以前から冒険者という職業に興味を抱いていた。いずれは冒険者登録を済まし、冒険者として活動していくことを考えるならば、今の内から活動を見据えておいた方が良いと考えたのだ。
「……貴族のアルフォート様が冒険者、ですか?」
しかし、リリーは未だ訝し気な表情を浮かべたままだった。理由は簡単。アルが貴族だからだ。
「騎士を目指す者が多いと聞きますが……」
「そういう方が多いそうですね。貴族といっても僕は3男で爵位を継げるわけではないので」
アルは少し自嘲気味にそう答える。といっても、アルは自分が3男であることを嫌だとは思っていない。家族からは優しくされているし、そもそも貴族として人生を過ごすことにもあまり惹かれない。
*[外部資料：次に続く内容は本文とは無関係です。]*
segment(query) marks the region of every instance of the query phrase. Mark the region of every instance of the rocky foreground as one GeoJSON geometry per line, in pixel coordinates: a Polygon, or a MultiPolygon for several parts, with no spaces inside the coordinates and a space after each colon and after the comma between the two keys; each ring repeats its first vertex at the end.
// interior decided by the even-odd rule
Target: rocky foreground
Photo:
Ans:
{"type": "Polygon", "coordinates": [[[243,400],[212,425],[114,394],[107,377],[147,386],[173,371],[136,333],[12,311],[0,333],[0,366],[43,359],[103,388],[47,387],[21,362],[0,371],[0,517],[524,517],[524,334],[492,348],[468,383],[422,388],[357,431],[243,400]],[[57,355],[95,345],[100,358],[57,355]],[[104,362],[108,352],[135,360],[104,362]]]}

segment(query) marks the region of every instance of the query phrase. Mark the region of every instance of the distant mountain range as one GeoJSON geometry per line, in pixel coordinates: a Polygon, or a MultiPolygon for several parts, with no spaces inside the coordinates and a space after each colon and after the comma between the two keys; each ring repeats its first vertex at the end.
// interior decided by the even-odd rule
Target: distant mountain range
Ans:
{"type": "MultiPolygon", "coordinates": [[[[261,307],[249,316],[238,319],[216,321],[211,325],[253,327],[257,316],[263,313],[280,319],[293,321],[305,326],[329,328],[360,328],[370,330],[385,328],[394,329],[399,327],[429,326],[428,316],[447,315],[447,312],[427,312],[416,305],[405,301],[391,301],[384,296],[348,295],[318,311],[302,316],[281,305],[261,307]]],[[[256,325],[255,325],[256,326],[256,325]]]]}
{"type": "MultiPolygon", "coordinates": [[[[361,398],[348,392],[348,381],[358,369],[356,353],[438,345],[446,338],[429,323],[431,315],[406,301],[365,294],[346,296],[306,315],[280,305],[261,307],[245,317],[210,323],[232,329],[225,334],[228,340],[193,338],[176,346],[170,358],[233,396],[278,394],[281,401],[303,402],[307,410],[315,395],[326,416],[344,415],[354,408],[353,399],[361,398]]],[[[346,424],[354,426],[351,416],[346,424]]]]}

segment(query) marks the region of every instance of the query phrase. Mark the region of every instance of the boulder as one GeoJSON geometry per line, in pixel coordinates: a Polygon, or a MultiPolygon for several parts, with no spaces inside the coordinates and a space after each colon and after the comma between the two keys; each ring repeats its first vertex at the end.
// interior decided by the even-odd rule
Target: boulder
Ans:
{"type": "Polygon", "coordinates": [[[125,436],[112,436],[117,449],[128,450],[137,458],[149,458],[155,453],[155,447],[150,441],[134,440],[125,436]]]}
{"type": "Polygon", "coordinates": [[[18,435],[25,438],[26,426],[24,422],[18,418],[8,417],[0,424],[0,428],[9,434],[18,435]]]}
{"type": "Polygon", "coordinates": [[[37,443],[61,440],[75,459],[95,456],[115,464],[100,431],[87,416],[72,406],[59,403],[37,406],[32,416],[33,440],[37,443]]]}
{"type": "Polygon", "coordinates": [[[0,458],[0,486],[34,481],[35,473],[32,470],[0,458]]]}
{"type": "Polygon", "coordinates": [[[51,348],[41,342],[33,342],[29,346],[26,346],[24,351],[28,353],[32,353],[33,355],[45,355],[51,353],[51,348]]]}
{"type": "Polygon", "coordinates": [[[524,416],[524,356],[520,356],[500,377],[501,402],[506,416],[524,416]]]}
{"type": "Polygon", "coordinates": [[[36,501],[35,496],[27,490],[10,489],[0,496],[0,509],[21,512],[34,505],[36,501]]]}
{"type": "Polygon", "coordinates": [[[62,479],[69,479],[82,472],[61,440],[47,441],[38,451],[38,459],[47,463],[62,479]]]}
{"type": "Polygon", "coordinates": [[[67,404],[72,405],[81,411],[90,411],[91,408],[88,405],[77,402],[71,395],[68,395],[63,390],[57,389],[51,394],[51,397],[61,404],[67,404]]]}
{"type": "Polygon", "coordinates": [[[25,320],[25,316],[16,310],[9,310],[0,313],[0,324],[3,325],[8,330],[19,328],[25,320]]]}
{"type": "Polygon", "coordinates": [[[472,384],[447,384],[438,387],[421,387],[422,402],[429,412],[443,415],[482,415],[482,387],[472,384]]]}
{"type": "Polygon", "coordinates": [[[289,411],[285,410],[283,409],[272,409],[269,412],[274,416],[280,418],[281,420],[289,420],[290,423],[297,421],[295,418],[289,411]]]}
アルの答えを受けて、リリーの表情が切り替わる。今までアルのことを高位の貴族家のお坊ちゃん程度にしか思っていなかったが、彼が少し自分に近い存在なのだと感じたのだ。自分の立場を深く理解し、進路を切り開いていくアルの姿は、今まで見てきた貴族のお坊ちゃんとは一線を画していた。
「……分かりました、お教えします」
リリーは、自分の知り得る知識をアルに教えていく。
◇
「ここが、冒険者ギルドですかー」
「はい。ここですね」
アルは使用人のシャナと一緒にギルドの前に立っていた。少し古ぼけた建物だが、かなり大きい。リリーに聞いた話では、ここで素材の確認や買い取りも行うようなのでこれくらいの敷地は必要なのだろう。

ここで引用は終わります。